Watch the trailer for ‘It Comes at Night,’ the summer’s scariest movie

It Comes at Night
Credit: Eric McNatt, A24

It always happens this way, doesn’t it? The scariest movies no longer come straight out of Hollywood. They come from the low-budget/indie world. “The Babadook.” “It Follows.” Now another tiny “It” movie invades multiplexes this summer: “It Comes at Night.” And from the look of the trailer, this one will probably be freakier than this June’s big, splashy reboot of the deathless “Amityville” brand. (It might even be scarier than the film of Stephen King’s “It,” due in early September.)

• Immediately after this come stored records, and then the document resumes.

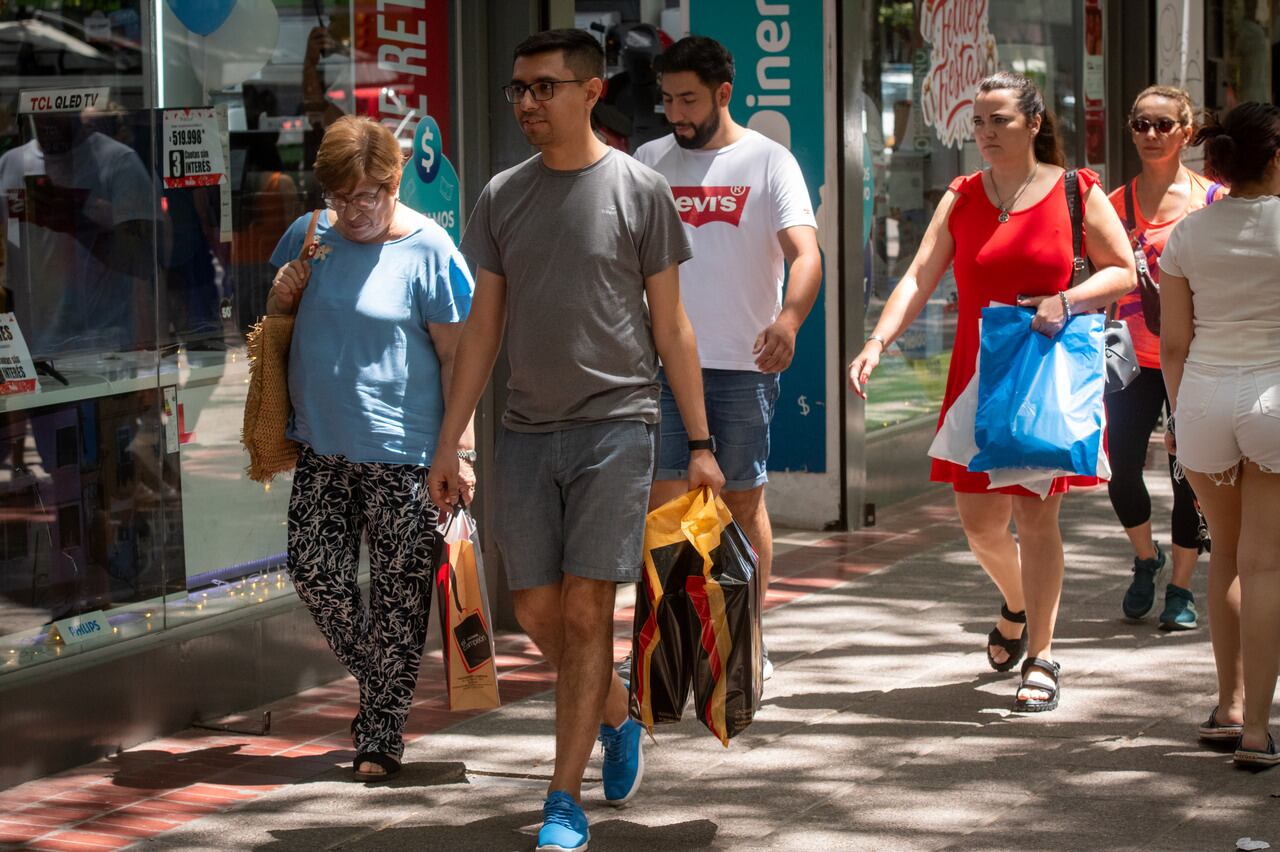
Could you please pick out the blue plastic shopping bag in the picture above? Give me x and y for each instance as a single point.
(1040, 399)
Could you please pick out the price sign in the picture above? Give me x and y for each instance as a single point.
(192, 149)
(17, 371)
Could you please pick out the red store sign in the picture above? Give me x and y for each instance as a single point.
(408, 44)
(963, 51)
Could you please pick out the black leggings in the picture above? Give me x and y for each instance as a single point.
(1132, 416)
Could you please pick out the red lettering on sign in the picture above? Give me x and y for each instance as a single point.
(408, 44)
(963, 51)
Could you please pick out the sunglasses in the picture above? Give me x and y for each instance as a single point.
(1164, 126)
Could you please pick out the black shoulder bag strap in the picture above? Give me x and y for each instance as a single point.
(1130, 218)
(1072, 183)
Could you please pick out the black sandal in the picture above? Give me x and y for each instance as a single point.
(1036, 705)
(389, 765)
(1014, 647)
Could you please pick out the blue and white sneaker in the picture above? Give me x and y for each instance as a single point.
(1139, 599)
(624, 761)
(563, 825)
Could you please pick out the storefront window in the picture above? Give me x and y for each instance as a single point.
(917, 140)
(151, 155)
(1243, 53)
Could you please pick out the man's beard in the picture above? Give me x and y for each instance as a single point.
(703, 132)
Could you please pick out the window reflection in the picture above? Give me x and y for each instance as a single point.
(122, 488)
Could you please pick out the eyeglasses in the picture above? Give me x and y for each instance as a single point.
(543, 90)
(364, 202)
(1164, 126)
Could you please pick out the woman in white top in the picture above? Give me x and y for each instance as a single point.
(1220, 349)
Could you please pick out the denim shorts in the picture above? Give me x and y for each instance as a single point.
(1226, 415)
(739, 410)
(572, 502)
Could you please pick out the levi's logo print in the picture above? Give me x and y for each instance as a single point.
(700, 205)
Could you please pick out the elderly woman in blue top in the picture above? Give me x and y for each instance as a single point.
(380, 296)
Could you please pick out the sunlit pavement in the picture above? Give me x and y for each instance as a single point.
(883, 728)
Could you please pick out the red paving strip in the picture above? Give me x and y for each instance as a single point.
(186, 775)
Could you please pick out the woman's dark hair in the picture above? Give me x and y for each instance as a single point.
(1240, 146)
(581, 50)
(1031, 102)
(704, 56)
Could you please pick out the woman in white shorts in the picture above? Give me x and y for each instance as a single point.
(1220, 348)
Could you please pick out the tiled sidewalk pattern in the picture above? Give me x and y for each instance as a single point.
(161, 784)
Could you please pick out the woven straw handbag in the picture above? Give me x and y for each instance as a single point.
(266, 406)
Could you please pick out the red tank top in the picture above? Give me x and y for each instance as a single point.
(1029, 255)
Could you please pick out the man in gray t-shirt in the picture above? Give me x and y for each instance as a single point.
(576, 256)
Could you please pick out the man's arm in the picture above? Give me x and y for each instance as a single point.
(475, 353)
(673, 337)
(776, 346)
(444, 340)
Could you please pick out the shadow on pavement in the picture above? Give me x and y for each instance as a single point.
(504, 833)
(160, 770)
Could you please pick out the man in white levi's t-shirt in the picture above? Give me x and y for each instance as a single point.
(748, 215)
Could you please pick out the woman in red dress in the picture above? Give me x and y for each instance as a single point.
(1008, 232)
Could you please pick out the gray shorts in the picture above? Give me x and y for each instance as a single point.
(572, 502)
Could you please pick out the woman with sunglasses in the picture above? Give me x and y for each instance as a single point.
(379, 293)
(991, 227)
(1161, 126)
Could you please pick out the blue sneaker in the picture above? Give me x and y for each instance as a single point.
(624, 761)
(563, 825)
(1141, 596)
(1179, 613)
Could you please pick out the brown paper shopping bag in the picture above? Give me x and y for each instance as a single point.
(466, 632)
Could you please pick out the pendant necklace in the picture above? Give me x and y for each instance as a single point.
(1004, 207)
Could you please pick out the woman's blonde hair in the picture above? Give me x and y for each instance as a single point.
(1185, 109)
(356, 147)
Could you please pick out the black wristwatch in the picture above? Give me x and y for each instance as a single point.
(707, 443)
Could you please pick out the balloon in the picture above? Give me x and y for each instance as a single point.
(240, 47)
(202, 17)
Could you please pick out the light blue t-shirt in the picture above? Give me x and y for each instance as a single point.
(364, 375)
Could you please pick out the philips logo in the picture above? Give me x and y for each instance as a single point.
(85, 628)
(700, 205)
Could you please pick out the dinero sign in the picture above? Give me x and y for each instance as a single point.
(963, 51)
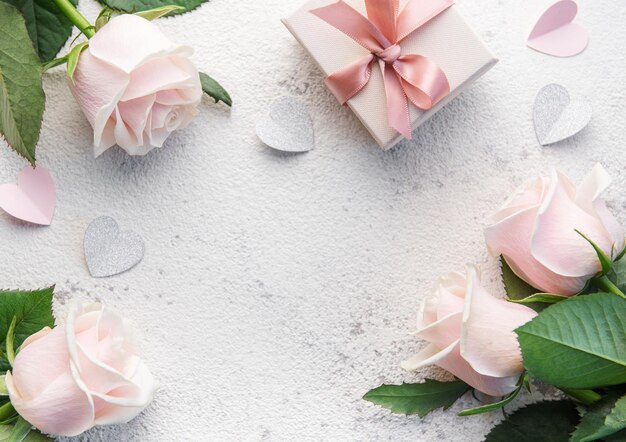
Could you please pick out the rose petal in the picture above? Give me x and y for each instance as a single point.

Arriving in theaters June 9, “It Comes at Night” is set inside and around a remote house, which is being haunted by some unspecified supernatural menace. Joel Edgerton leads an ensemble cast of acclaimed (and too good for crap horror) actors, which also includes Riley Keough, Carmen Ejogo and Christopher Abbott — the latter who’s become far more than “Charlie from ‘Girls’” thanks primarily to his blistering turn in the drama “James White.”

“It Comes at Night”’s director also hails from greener pastures. It’s the sophomore film of one Trey Edward Shults, whose indie “Krisha” — about a middle-aged woman who epically ruins her estranged family’s suburban Thanksgiving — was one of last year’s most esteemed movies. It’s not too weird a transition from intimate dramas to big scare-a-thons: “Krisha” was filled with stunning long takes, which are all over this goosebumpy trailer. Watch as the camera prowls down narrow corridors or around its terrified characters and try to breathe.

The movie already has strong word-of-mouth, too. It premiered this weekend at the Overlook Film Festival, earning raves from Time Out New York, Uproxx and Indiewire. Eric Kohn, at the latter, said, “there are many movies about horror in the woods, but ‘It Comes at Night’ stretches that trope into a paranoid headtrip.”

And if there’s harder people to scare than film critics, we’d like to know.